Drauzio – Quando você recebe alguém e suspeita que seja um caso de câncer de pulmão, que conduta adota?
Riad Younes – Inicialmente, fazemos exames rápidos para auxiliar o diagnóstico. Um simples raios X de pulmão pode revelar a existência de tumores pequenos, com 1cm/1,5cm. Se o exame físico do doente ou a radiografia sugerirem alguma alteração, pedimos uma
tomografia, exame que oferece imagens mais detalhadas da área sob suspeita. A seguir, é fundamental fazer uma broncoscopia, exame semelhante à endoscopia gástrica. O médico introduz um tubo bem fino para olhar se há alguma lesão que lembre câncer na traquéia ou nos brônquios do paciente.
Drauzio – Embora a imagem 2 esteja pouco nítida, dá para perceber uma elevação na parede do brônquio.
Riad Younes – Essa é a imagem de um tumor que está ocupando a parte interna do brônquio, como se uma verruga tivesse crescido dentro dele.
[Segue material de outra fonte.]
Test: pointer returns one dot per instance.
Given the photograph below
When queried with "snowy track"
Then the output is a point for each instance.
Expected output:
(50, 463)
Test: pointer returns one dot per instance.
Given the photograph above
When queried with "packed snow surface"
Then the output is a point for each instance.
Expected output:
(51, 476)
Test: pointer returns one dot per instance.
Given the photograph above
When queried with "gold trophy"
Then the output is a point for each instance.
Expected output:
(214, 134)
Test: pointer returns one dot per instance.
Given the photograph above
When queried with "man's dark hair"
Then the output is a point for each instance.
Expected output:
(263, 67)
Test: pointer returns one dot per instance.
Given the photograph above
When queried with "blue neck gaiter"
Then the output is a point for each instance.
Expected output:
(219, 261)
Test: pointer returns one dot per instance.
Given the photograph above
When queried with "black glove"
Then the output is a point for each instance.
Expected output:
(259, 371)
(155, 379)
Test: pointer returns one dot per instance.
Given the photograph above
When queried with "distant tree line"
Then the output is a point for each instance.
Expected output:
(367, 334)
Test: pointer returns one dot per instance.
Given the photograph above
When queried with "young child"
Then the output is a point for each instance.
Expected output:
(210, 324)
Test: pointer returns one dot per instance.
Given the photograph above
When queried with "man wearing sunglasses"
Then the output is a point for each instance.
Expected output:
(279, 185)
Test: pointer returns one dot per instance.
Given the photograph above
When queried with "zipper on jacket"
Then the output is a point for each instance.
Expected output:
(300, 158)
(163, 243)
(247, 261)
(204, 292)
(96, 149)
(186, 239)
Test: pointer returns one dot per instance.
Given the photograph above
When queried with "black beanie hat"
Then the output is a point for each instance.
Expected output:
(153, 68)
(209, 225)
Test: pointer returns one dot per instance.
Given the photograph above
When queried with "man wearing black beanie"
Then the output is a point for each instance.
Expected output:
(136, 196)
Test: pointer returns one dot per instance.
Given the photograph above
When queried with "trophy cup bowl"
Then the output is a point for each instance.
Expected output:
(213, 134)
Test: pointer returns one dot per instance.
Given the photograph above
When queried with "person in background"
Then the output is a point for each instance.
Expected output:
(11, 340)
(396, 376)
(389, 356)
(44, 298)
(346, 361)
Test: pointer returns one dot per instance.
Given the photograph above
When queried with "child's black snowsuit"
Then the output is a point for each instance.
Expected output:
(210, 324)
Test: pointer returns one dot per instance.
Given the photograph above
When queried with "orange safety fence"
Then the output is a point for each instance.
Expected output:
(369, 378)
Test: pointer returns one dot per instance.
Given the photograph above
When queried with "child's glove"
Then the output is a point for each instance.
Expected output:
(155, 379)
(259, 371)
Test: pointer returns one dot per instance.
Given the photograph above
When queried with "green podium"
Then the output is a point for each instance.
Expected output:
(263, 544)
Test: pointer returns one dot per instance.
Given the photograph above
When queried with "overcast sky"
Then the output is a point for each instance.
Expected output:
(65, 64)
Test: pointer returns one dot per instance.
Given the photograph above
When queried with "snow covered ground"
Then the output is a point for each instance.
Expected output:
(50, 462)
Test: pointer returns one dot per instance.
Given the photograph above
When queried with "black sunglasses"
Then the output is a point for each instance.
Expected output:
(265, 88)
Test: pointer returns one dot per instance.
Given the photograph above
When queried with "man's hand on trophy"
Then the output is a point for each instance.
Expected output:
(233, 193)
Introduzindo o broncoscópio, o médico retira um fragmento desse tecido que cresceu e manda examinar.
Não há como diagnosticar câncer sem biopsia. Mesmo que o paciente seja fumante, a radiografia e a tomografia indiquem alterações com cara de câncer, sem biópsia ninguém está autorizado a dizer para o paciente que ele tem câncer.
Drauzio – O que deve ser observado na imagem 3?
Riad Younes – Nessa imagem aparece um tumor que ocupa parte da entrada de um brônquio. Se essa tumoração crescer um pouco mais, vai bloquear a passagem de ar e uma área do pulmão deixará de recebê-lo. Como conseqüência, o doente respira com mais dificuldade e tem falta de ar. 
A mancha preta que se pode ver na tomografia apresentada na imagem 4 é resultado do ar contido nos dois pulmões. No pulmão direito, a bola grande e irregular que cresce em todas as direções é um tumor que lembra um câncer, mas sem biópsia isso não passa de mera suposição.
Drauzio – Os pulmões têm uma superfície de ventilação muito grande. Se fossem esticados, cobririam uma quadra de tênis. Por isso, um tumor pequeno não interfere no funcionamento pulmonar. Quando o fumante tem a sorte de eliminar sangue na secreção porque um vaso foi rompido por esse tumor, se assusta e vai ao médico. Caso contrário,o tumor pode crescer silenciosamente durante anos sem apresentar um único sintoma, não é?
Riad Younes – O tumor que aparece na tomografia está no paciente há no mínimo 5 ou 6 anos e é óbvio que ele não sentiu nada durante esse período, se não teria procurado um médico. Esse é um dos grandes problemas do câncer do pulmão. O primeiro sintoma demora muito para se manifestar e às vezes quando o faz já espalhou metástases.
Drauzio – Você poderia explicar a imagem 5?
Riad Younes – É o pulmão preto de um fumante que infelizmente precisou ser retirado inteiro para extirpar o câncer com segurança. A mancha esbranquiçada indica que se trata de um tumor grande, pois além de ocupar espaço no pulmão, está invadindo os brônquios e o pulmão normal a ponto de atrapalhar a função pulmonar.
Drauzio – A pessoa vive bem sem um dos pulmões?
Riad Younes – Depende do estrago que o cigarro provocou. Se formos obrigados a retirar um pulmão daqueles 10% de não-fumantes que podem contrair a doença, verificaremos que eles retomam as atividades normais com algumas pequenas limitações. Está claro que não serão atletas olímpicos, mas voltarão a nadar, andar, correr, etc. No dia-a-dia, é quase imperceptível a perda de um pulmão se o outro estiver saudável.

O grande problema ocorre com fumantes que perdem um pulmão. Em geral, o que sobrou também está afetado pelos danos do cigarro e a oxigenação fica seriamente comprometida.
Drauzio – A imagem 6 é de um caso bastante avançado. Quase a metade do pulmão está tomada pelo tumor, não é?
Riad Younes – É um caso grave. O tumor já atravessou o pulmão e penetrou na musculatura. A faixa amarela na parte superior indica que um pedaço de músculo aderiu ao tumor e isso dói bastante. A cirurgia não pôde limitar-se em retirar o tumor. Para maior segurança, foi necessário tirar também um pedaço das costelas e dos músculos ao redor do pulmão doente.